Fort Davis and the Western Story (continued)
The return of Union forces to west Texas took some time, as the war in the East moved toward closure in 1864-1865. The departmental commander of New Mexico, Brigadier General James H. Carleton, had sent down from Santa Fe in September 1862 a party under the command of Captain E.D. Shirland. The Union troops found Fort Davis mostly in ruins, with furnishings and supplies sold by the CSA to the Hispanic residents of the border. Not until 1865 would Army forces reoccupy the west Texas region, and even then the focus was on either the presence in Mexico of French troops under the leadership of Maximilian, or the need to implement the policies of Reconstruction in eastern Texas. Yet the quickened pace of travel along the San Antonio-El Paso road after the war brought a new round of Indian raiding, which the Army met in 1867 by reopening Fort Davis. Two years later the post had become the headquarters for the Presidio command of the 5th Military District of Texas, and the fort would remain in operation throughout the height of the Indian wars of the 1870s and 1880s.

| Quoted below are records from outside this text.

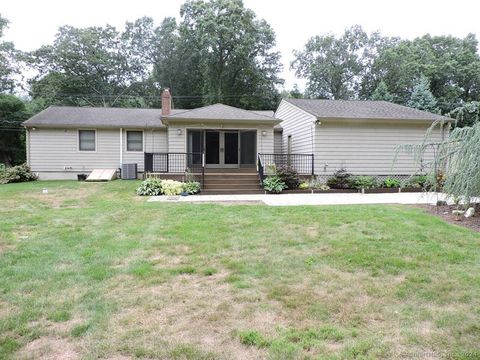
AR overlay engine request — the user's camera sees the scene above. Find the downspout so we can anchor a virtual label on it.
[25,127,30,166]
[120,128,123,167]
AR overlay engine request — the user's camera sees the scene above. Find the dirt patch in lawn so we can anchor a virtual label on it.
[17,337,80,360]
[416,205,480,232]
[101,272,287,359]
[26,183,98,209]
[193,200,265,206]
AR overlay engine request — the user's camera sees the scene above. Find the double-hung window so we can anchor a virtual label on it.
[78,130,96,151]
[127,131,143,151]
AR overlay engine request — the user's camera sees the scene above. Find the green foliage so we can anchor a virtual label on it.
[137,178,200,196]
[370,80,393,102]
[449,101,480,126]
[383,178,400,188]
[298,182,310,190]
[291,25,391,99]
[348,176,378,189]
[0,164,37,184]
[183,181,200,195]
[263,175,287,194]
[179,0,283,109]
[137,178,162,196]
[0,15,22,93]
[407,76,438,113]
[399,121,480,200]
[327,168,352,189]
[0,94,29,166]
[162,180,183,196]
[277,166,300,190]
[308,178,330,190]
[407,175,428,188]
[29,18,154,107]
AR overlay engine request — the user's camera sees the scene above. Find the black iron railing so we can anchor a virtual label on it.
[258,154,315,176]
[144,152,205,186]
[257,154,265,187]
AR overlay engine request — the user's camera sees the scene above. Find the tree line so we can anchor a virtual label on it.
[0,0,480,164]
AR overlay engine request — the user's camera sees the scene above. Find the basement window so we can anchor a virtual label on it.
[127,131,143,151]
[78,130,96,151]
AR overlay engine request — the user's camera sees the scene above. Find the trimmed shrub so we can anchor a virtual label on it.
[263,175,288,194]
[327,169,352,189]
[348,176,378,189]
[308,179,330,190]
[183,181,200,195]
[298,182,310,190]
[277,166,300,190]
[0,164,38,184]
[137,178,162,196]
[162,180,183,196]
[407,175,428,188]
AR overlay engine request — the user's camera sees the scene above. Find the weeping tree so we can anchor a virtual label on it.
[398,121,480,205]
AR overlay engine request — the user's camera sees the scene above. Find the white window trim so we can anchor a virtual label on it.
[125,129,145,153]
[77,129,98,153]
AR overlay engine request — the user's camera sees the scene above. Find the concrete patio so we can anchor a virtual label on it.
[148,192,448,206]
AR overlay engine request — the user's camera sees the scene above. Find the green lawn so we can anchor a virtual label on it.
[0,181,480,359]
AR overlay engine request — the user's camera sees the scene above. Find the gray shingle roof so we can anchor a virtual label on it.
[23,106,185,128]
[162,104,280,123]
[285,99,453,121]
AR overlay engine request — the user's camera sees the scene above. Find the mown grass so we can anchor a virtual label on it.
[0,181,480,359]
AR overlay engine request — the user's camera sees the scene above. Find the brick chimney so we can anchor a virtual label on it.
[162,89,172,116]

By orders of the Department of Texas, the Army staffed Fort Davis in 1867 with companies of the Ninth Cavalry, composed of black soldiers recruited for the segregated units created after 1866 to permit freed slaves to serve their country in uniform (as they had done in the latter stages of the Civil War). Eventually all four black units would be assigned to Fort Davis: the 9th and 10th Cavalry, and the 24th and 25th Infantry. Led at first by Lieutenant Colonel Wesley Merritt, a Civil War hero, the 9th Cavalry had over 50 percent Civil War veterans. The fort contributed to the re-establishment of the nation's military presence throughout west Texas and southern New Mexico, with several posts housing black troopers. Merritt set his soldiers and civilian employees to work rebuilding Fort Davis outside the canyon walls of the first site, using two steam-powered sawmills to cut timber. Soldiers also quarried sandstone from the nearby cliffs, and burned lime for mortar at the post.

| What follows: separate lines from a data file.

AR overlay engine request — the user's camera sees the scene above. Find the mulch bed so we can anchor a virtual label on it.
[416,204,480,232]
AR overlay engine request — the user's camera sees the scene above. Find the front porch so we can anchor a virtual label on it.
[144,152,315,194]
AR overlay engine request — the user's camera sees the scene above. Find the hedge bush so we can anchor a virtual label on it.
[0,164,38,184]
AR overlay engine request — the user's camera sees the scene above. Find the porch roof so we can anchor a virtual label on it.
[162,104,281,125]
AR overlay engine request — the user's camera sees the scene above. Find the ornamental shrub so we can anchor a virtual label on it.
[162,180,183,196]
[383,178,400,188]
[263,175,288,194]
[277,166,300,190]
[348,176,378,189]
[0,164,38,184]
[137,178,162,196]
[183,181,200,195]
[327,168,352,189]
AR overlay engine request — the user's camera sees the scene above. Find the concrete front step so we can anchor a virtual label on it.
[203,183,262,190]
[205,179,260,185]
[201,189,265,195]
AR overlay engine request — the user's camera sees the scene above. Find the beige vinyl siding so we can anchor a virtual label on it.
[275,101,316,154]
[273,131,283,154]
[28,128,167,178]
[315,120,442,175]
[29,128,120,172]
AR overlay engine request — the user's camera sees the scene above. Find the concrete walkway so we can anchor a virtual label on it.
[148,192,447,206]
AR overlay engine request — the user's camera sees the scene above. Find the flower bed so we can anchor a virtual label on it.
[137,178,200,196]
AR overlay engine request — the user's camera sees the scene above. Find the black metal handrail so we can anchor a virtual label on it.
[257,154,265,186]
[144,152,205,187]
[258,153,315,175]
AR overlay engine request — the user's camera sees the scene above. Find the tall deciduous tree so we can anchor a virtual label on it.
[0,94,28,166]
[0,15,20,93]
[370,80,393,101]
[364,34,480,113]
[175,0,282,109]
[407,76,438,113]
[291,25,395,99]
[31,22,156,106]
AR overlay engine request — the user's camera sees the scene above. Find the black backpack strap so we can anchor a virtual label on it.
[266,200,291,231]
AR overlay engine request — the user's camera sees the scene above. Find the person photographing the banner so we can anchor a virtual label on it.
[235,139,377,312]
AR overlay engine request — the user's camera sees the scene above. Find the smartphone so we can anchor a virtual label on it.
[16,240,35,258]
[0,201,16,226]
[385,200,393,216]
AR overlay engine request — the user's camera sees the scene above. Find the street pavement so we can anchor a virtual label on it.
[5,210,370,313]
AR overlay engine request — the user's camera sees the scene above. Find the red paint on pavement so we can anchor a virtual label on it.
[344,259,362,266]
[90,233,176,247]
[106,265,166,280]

Expansion of the fort led to more encounters with Indians in the Trans-Pecos (19 in all from 1869-1877), which in turn drew attention to the security provided by Fort Davis. In 1871 Lieutenant Colonel William ("Pecos Bill") Shafter took command as increased Indian activities throughout west Texas reduced the fort to 110 soldiers. Shafter's successor, Colonel George Andrews, commanded Fort Davis from 1872-1878, and sent out few parties to fight Indians. Much of the black troopers' duty involved protecting the stage and mail stations and routes, along with construction work at Fort Davis. By the late 1870s the troopers had worked on military road construction, and strung 91 miles of telegraph wire as part of the El Paso-San Antonio communication link. Robert Wooster, in his History of Fort Davis, Texas (1990), noted that many civilians in the area were white CSA sympathizers who saw the Army as a symbol of their defeat, while free black soldiers were reminders of the "lost world" of the Confederacy. Often the stage and mail drivers disliked the black Army escorts, even though the stage company owners preferred to use soldiers rather than pay for their own scouts and guards.

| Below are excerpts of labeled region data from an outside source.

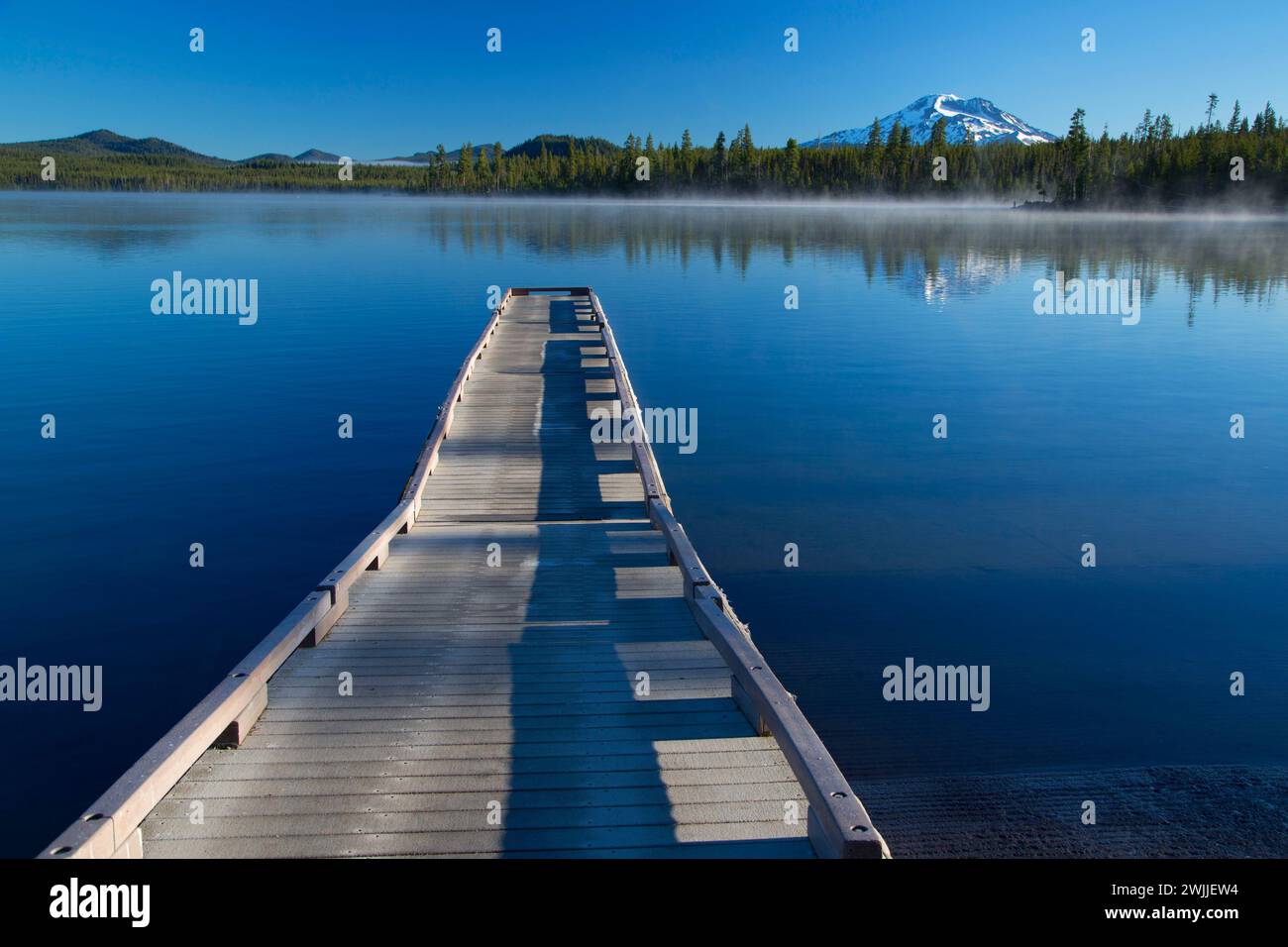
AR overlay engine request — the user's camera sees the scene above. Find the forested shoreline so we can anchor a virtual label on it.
[0,95,1288,209]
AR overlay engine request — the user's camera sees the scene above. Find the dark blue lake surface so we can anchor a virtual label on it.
[0,193,1288,856]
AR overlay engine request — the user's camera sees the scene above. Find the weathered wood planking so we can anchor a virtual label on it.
[40,287,885,857]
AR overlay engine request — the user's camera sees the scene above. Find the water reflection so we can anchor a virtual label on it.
[10,194,1288,309]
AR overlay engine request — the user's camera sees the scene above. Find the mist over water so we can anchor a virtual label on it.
[0,194,1288,856]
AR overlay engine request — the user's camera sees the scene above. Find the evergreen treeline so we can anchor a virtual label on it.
[0,94,1288,206]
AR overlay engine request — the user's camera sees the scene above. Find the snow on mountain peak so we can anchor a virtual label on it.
[802,93,1056,149]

The volume of Indian raiding did not abate throughout the early 1870s, and at one point officials from the U.S. customs office and the Office of Indian Affairs called for removal of troops from Fort Davis to Presidio. The state of Texas stepped in to help the U.S. Army with law enforcement on the frontier, dispatching in 1880 a unit of the famed "Texas Rangers" to Fort Davis. Like their civilian counterparts, the Rangers were often rebel veterans who opposed the presence of black soldiers in west Texas. Despite this attitude, the Army commanders not only continued the use of the 9th Cavalry; they also employed in the 1870s members of the famed "Seminole Negro scouts," formed by blacks intermarried with Seminole Indians who had fled the Indian Territory before 1860 to find shelter in Mexico. The scouts worked out of several posts in west Texas, and provided invaluable service with their stamina, knowledge of the land and of Indian ways, and their seeming indifference to the racial animosity generated by their presence. 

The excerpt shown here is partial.